How do you mix people?

The mixing begins before the actual event. I invite different characters with different backgrounds coming from different places. Then I finalize the guest list. On that list I identify who should talk to whom during the event. When it’s a larger event I always use communication teams with headsets. Those helping hands communicate with each other during the event and make sure that they introduce the right people to each other. Mixing people is a lot about planning.

What was your greatest achievement in mixing people?

Oh, in forty years we’ve had great so many great experiences. If I have to choose one, I’d say Wörner and Kelly.

What happened?

Petra Kelly was a leading member of the Green Party in Germany. Back then the Green Party was much more rigid in questions of defense. Manfred Wörner on the other hand was a leading member of the conservative party and General Secretary of the NATO. Both of them couldn’t have been more different. I managed to have them both at an event in the Black Forest. The highlight of my forty-year event career came when Kelly and Wörner danced together.

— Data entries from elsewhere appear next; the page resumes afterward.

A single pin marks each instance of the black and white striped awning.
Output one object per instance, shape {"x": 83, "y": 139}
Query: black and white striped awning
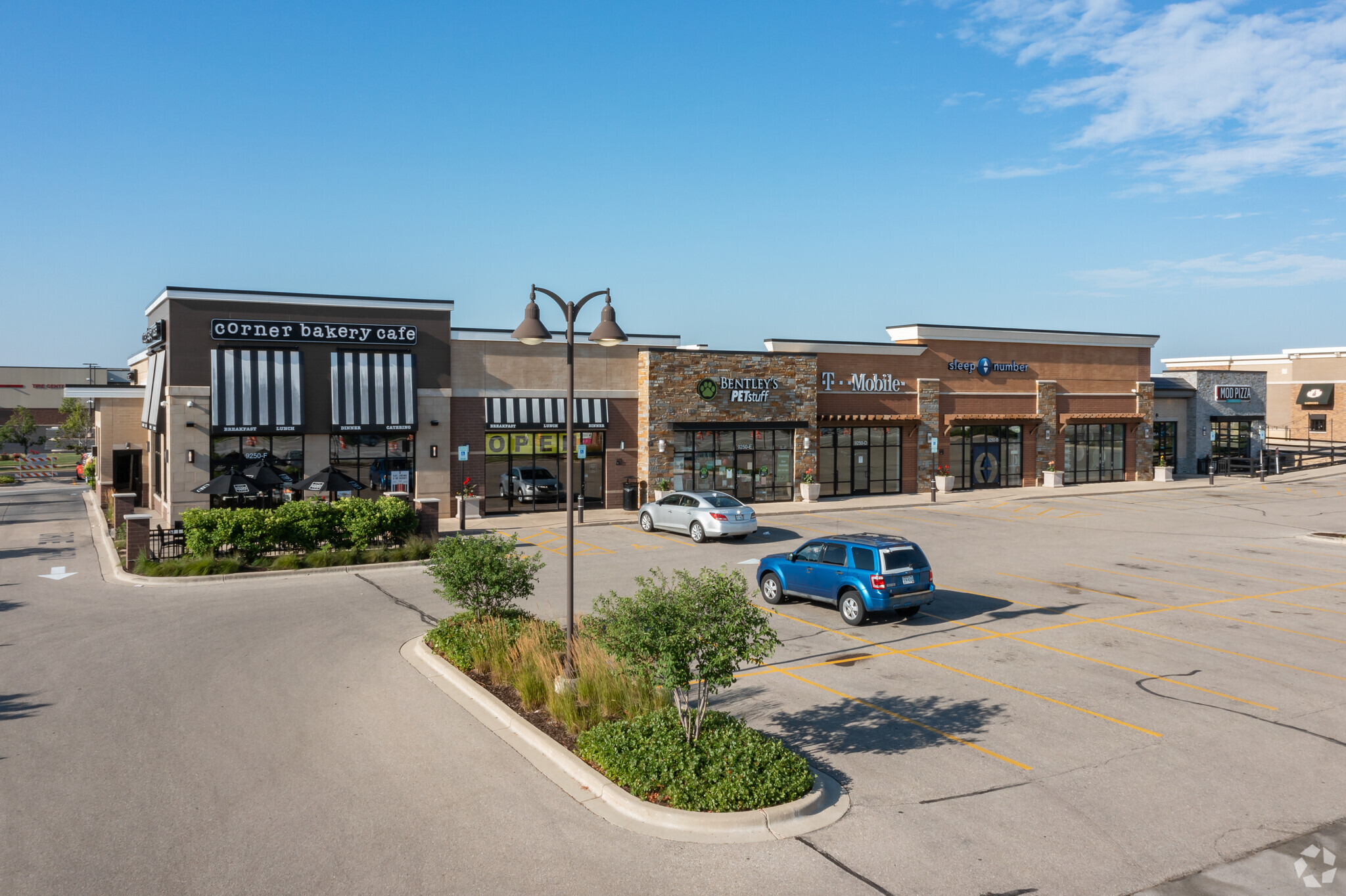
{"x": 151, "y": 412}
{"x": 544, "y": 413}
{"x": 373, "y": 392}
{"x": 256, "y": 390}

Wow, that must’ve been a truly special moment! By the way, your events never have a program…

That’s correct. I always say, the program is the guest. In my experience event guests appreciate active conversations more than passive consumption. Also, programs make events inflexible for the guests. I started to be successful when I changed two German letters on the invitations. From “um” to “ab” (from “at” to “from”). My guests weren’t obliged anymore to arrive at a certain time, but the events started from a certain time. This makes a big difference, especially for people who have tight agendas like politicians or CEOs. They could go to another event first, later they would show up at mine. More flexibility!

And now? What’s next?

I’m now entering a stage of life where big event organization would be too stressful. I’ve done that for four decades. Now I want to focus on smaller and special events. The fountain of ideas never dries up. One idea is to organize events for jobless people in Barcelona, so they can help each other, exchange ideas and experiences, maybe start some business together. I want to transmit my knowhow and act more as an event strategist in the future.

Sounds great! Thank you for this interview and good luck with your plans!